Beijing Institute of Mathematical Sciences and Applications

Zhen Li , Xin Liang , Zhiting Ma , Hamid Mofidi , Li Wang , Fansheng Xiong , Shuo Yang , Wuyue Yang

Xuanxuan Zhou

Thursday, May 15, 2025 3:00 PM - 4:00 PM

Online

Zoom 787 662 9899 (BIMSA)

In this talk, We develop fully discrete uniformly numerical methods of arbitrarily high order for the nonlinear Zakharov system (ZS) in the subsonic limit regime with a dimensionless parameter 0 < γ ≤ 1, which are inversely proportional to the acoustic speed. In the subsonic limit regime, i.e., 0 < γ ≪ 1, the solutions have highly oscillatory waves and outgoing initial layers due to the perturbation from wave operator in ZS and the incompatibility of the initial data.
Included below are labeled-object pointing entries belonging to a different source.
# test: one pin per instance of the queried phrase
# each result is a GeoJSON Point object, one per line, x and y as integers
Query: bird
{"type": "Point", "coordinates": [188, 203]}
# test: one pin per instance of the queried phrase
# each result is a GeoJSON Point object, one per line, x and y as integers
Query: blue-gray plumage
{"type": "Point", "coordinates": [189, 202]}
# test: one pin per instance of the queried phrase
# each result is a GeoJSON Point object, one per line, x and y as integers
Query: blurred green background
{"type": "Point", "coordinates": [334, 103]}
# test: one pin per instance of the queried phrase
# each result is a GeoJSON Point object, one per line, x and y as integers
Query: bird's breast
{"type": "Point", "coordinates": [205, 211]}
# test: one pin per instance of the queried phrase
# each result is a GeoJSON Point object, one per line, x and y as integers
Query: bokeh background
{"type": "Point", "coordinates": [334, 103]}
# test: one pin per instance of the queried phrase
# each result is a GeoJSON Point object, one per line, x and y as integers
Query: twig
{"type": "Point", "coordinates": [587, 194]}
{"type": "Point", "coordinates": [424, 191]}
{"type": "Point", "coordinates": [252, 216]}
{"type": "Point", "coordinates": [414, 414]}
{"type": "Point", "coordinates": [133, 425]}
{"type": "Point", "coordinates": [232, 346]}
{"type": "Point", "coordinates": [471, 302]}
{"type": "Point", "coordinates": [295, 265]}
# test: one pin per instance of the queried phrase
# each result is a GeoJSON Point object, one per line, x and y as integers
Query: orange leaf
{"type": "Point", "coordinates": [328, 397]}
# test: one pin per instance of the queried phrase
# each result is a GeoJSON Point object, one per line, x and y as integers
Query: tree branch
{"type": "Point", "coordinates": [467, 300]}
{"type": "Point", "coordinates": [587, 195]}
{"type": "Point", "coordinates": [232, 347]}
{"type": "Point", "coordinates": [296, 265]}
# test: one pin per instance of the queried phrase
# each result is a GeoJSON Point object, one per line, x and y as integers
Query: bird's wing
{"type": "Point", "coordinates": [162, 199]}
The high oscillation brings noticeable difficulties in constructing accurate and efficient method and analyzing the error bounds of numerical methods to the ZS. In this work, by using the Duhamel’s principle and integration by parts in time, we reformulate the differential equations (1.1) into integral form. For the reformulated model, we apply nested Picard iterative integrator in time to arrive at a semi-discrete system, then we use Fourier pseudospectral method and phase-space analysis method to propose fully discrete uniformly convergence schemes which is explicit, high-order and easily expanded. Detailed constructions of the NPI methods up to the second order in time are presented for ZS, where the corresponding error estimates are rigorously analyzed. In addition, the practical implementation of the second-order NPI method via Fourier pseudospectral discretization is clearly demonstrated. Some numerical examples are provided to support our theoretical results and show the accuracy and efficiency of the proposed schemes.